Cancer Scenario in Kashmir—A Study Conducted in a Tertiary Care Center, Srinagar, Kashmir, India

Department of Radiation Oncology, Government Medical College Srinagar, Jammu and Kashmir, India
Department of Medicine, Government Medical College Anantnag, Jammu and Kashmir, India
Jammu and Kashmir Health Education, India
Department of Radiation Oncology, Sher E Kashmir Institute of Medical Sciences Srinagar, Jammu and Kashmir, India

Address for correspondence Qurat Ul Ain, Health Department, Jammu and Kashmir, India. wahidwaheeddar@gmail.com

Licence
Disclaimer:
This article was originally published by Thieme Medical and Scientific Publishers Pvt. Ltd. and was migrated to Scientific Scholar after the change of Publisher.

Abstract

Background Cancer can have profound social and economic consequences for the people in India, often leading to family impoverishment and societal inequity. Reported age-adjusted incidence rates for cancer are still quite low in the demographically young country. Slightly more than 1 million new cases of cancer are diagnosed every year in a population of 1.2 billion. It accounts for about 23 and 7% deaths in United States and India, respectively. The world's population is expected to be 7.5 billion by 2020 and approximations predict that about 15.0 million new cancer cases will be diagnosed, with deaths of about 12.0 million cancer patients. Early detection of cancers is a challenging task because clinical symptoms develop slowly.

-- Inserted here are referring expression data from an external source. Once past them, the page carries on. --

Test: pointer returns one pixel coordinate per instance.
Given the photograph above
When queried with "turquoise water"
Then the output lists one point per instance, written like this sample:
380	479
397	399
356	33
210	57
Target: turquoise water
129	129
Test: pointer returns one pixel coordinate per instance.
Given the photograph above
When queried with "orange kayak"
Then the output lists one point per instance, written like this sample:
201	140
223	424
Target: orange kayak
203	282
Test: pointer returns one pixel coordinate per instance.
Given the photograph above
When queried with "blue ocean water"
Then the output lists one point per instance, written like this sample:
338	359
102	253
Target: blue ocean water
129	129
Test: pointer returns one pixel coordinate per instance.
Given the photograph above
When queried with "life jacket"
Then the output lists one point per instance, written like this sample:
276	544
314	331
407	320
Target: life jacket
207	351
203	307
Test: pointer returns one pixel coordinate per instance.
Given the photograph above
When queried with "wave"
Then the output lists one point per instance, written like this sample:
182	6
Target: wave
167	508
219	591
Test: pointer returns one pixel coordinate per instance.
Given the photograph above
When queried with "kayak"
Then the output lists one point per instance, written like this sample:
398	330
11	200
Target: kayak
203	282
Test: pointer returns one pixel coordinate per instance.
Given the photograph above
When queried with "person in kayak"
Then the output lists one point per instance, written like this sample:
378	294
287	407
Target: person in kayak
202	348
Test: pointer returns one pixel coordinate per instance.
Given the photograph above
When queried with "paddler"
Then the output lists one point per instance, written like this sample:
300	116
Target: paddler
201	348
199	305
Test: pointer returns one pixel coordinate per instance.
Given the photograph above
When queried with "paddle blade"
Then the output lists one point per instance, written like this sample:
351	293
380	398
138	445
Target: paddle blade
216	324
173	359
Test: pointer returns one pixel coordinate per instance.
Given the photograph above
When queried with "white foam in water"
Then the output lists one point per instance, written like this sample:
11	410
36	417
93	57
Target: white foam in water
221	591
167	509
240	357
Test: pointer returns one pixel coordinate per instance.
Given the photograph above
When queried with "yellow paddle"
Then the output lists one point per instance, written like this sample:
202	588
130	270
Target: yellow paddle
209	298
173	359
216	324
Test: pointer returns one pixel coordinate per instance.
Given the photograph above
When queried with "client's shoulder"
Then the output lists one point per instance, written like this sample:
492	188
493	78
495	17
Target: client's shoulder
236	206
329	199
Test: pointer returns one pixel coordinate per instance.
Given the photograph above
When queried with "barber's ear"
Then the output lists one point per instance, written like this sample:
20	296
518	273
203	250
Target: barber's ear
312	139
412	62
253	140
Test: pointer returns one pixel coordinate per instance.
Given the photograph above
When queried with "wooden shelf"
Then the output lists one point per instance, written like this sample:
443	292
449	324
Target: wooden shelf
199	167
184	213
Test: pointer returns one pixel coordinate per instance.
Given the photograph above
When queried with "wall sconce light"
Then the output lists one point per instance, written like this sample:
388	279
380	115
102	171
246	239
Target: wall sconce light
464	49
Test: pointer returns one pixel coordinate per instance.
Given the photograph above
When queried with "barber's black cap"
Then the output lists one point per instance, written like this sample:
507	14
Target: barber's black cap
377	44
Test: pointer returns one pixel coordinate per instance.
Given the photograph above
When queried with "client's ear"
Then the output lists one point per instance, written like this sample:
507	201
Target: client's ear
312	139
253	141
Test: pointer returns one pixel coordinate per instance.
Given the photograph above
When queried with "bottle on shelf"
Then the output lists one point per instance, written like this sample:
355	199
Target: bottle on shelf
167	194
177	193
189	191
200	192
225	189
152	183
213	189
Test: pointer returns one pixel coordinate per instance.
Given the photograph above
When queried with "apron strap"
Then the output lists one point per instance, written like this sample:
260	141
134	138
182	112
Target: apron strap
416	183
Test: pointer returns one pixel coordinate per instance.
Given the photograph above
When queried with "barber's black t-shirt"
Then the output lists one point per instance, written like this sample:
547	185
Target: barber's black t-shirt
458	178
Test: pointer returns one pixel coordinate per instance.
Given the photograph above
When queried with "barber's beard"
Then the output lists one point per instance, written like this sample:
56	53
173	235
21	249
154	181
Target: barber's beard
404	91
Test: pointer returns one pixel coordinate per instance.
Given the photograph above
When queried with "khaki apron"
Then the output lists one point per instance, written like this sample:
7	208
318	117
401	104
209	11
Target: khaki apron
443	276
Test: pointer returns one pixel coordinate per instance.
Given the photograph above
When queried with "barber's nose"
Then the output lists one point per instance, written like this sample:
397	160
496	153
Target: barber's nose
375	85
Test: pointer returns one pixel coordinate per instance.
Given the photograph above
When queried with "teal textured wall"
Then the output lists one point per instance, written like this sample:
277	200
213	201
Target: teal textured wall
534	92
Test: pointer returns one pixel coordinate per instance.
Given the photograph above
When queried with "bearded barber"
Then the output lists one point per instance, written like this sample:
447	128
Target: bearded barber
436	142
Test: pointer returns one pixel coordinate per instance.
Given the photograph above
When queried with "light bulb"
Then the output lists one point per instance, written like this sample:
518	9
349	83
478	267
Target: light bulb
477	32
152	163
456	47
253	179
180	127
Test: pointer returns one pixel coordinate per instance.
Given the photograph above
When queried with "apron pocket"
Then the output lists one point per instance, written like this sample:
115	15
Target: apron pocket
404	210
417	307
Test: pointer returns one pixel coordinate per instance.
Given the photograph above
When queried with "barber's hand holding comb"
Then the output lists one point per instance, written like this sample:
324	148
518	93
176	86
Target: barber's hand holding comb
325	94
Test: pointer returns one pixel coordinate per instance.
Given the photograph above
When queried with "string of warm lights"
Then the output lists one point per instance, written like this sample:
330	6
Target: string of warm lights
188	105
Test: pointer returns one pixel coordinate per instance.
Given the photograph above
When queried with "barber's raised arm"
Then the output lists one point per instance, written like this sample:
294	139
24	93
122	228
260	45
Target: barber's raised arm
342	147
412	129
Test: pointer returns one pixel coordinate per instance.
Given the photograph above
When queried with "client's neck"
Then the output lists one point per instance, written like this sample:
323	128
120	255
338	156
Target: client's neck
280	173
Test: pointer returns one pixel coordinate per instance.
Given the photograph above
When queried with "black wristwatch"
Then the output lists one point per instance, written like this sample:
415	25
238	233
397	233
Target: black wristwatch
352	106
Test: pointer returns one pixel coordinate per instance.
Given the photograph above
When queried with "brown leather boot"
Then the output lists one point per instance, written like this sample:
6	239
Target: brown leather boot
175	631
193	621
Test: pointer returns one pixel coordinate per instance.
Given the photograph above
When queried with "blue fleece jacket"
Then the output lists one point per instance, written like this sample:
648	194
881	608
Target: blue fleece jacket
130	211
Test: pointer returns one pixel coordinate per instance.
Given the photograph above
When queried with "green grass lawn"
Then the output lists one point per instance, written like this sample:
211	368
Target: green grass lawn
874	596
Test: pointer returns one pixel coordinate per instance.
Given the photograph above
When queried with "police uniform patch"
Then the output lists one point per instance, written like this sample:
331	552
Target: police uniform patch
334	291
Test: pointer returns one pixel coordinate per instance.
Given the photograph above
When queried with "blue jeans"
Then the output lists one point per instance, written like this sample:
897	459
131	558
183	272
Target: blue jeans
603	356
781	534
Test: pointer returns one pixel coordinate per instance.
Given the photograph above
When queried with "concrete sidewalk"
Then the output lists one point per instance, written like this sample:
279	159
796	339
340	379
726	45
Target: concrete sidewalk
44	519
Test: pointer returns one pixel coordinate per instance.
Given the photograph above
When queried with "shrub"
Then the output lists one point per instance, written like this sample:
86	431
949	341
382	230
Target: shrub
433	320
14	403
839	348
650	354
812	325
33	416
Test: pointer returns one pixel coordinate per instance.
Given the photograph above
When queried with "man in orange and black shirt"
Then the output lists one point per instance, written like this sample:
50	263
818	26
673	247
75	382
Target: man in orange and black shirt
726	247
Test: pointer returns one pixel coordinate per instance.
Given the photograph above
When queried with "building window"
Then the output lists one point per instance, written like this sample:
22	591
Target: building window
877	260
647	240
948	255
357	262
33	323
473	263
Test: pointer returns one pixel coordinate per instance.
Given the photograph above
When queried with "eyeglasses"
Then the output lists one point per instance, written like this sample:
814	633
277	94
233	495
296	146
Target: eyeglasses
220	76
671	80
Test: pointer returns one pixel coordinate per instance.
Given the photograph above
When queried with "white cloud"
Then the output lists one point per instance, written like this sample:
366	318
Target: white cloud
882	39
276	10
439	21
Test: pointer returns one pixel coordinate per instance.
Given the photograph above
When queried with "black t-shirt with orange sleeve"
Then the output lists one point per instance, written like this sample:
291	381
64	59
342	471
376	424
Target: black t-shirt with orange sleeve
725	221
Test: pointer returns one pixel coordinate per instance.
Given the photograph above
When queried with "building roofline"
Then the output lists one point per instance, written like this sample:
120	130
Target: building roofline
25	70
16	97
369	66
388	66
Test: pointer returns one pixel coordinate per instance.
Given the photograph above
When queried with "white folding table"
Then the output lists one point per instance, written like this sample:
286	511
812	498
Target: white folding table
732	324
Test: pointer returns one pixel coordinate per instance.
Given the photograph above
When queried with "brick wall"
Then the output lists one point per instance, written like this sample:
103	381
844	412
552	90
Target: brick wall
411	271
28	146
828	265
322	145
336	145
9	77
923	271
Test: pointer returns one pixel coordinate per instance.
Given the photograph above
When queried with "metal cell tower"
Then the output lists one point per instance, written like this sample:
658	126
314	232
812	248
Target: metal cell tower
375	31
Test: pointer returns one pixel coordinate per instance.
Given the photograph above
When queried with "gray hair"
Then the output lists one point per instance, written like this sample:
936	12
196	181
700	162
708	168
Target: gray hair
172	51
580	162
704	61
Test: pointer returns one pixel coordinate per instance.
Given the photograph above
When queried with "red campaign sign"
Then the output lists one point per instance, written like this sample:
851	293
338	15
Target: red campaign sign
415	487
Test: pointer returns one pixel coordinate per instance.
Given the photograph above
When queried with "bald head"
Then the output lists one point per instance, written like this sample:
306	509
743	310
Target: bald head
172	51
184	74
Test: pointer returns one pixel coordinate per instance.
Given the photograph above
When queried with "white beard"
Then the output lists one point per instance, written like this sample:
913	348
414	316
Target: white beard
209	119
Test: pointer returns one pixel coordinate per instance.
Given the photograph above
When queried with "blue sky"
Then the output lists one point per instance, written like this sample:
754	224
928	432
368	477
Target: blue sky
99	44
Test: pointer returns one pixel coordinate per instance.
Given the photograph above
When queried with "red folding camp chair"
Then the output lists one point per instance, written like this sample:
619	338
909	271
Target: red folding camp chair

Objective The aim of the present study was to analyze the cancer scenario in the Kashmir valley.

Materials and Methods This was a retrospective study. So, all patients were included who had histopathologically confirmed neoplasm registered at Regional Cancer Centre of Government Medical College Srinagar, Kashmir between 2015 and 2018. All the patient characteristics including age, sex, and anatomical site of the disease were studied in detail.

Results The number of cancer patients in 2015, 2016, 2017, and 2018 were 230, 239, 391, and 511, respectively, with a combined total of 1,371. Thus, it is clear from these figures that the number of cancer cases has increased gradually with time. Stomach cancer is the most common cancer in the Kashmir territory. In males the most common cancer is stomach cancer with 175 (12.8%) reported cases and in females the most common cancer is breast cancer with 151 (11%) reported cases. The male to female ratio was 1.4:1.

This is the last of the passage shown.